The present study explores the capability of COMSOL Multiphysics, as a finite element modelling (FEM) tool, to model the interaction between a split-D differential surface eddy current (ECT) probe and semi-elliptical surface electrical discharge machined (EDM) notches. The effect of the small probe’s lift-off and tilt on its signal is investigated through modelling and subsequently, the simulation outcomes are validated using the probe’s impedance measurements. In the next stage, an adaptive neuro-fuzzy inference system (ANFIS) is designed to take the signal features as inputs and consequently, provide the length of the scanned notch as the system’s output. The system is trained by extracted features of thirty model-generated signals obtained from scanning of the same number of semi-elliptical notches by means of the split-D probe. The trained ANFIS is tested afterwards using the measured signals of 3 calibration EDM notches together with 5 model-based ones.

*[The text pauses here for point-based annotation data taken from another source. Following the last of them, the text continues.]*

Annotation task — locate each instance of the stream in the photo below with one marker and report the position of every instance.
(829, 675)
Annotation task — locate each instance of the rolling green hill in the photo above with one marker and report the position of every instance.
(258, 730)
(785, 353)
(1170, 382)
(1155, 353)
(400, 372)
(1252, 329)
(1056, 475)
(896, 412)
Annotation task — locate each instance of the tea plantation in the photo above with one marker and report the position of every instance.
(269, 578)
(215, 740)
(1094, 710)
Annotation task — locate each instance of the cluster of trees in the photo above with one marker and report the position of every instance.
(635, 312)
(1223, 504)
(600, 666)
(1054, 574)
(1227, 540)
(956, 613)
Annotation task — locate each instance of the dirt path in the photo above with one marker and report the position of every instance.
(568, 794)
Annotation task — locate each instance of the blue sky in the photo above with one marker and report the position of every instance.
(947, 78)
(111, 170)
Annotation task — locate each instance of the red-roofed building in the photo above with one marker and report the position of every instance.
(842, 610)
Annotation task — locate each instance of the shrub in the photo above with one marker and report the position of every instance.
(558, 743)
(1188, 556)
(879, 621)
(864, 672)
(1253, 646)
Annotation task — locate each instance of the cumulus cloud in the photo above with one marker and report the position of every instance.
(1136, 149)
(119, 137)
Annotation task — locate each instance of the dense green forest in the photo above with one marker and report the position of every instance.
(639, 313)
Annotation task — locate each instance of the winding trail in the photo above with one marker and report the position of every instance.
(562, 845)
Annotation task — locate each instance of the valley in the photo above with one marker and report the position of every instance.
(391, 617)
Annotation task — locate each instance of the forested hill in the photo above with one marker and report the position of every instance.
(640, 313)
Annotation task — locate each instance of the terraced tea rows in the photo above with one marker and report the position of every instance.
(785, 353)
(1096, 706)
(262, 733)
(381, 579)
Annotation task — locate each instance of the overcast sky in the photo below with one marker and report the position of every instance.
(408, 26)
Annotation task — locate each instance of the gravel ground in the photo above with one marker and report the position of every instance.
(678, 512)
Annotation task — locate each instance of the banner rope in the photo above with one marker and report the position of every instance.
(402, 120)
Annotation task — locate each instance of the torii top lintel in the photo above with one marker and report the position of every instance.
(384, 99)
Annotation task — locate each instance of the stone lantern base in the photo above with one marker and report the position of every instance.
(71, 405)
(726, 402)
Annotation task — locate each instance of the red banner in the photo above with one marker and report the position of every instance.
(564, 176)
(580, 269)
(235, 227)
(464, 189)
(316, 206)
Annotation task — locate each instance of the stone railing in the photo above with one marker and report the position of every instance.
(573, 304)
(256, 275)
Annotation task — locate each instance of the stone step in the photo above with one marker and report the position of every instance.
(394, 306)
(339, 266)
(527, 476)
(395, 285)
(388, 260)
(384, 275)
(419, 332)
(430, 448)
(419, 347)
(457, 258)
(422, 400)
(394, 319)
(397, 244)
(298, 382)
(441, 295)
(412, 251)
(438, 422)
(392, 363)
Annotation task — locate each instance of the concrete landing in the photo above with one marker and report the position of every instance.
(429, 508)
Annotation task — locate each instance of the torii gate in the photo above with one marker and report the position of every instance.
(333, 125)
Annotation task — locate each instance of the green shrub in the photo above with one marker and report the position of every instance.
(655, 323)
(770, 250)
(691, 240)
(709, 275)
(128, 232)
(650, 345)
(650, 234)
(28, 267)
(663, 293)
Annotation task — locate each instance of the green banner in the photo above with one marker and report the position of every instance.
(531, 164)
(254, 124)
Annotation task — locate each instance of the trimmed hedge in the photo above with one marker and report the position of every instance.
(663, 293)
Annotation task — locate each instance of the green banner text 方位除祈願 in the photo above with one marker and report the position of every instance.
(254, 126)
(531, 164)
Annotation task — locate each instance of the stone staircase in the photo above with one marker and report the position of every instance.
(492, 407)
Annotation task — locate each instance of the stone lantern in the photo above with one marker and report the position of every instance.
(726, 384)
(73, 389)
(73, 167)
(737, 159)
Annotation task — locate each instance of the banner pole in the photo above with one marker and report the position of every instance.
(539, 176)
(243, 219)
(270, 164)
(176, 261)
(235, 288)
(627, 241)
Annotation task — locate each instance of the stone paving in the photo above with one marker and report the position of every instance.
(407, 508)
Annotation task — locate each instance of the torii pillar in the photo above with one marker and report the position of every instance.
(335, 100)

A very low average estimation error is observed with regard to the length estimation of the test notches and the accuracy of the length estimation is found to be quite reasonable.

Highlights

  • Depending on the configuration of eddy current testing (ECT) probes, diverse analytical and semi-analytical models have been in use to study the interaction of these probes with surface and near surface flaws

  • In the present study, Finite element modelling (FEM) is exclusively used to compute the impedance of a split-D probe as it scans over 30 semi-elliptical electrical discharge machined (EDM) notches with different dimensions in order to form a size dependent signal archive

  • It is noted that semielliptical EDM notches are used to generate impedance trajectories since they can fairly be representative of surface fatigue cracks in terms of the shape [7]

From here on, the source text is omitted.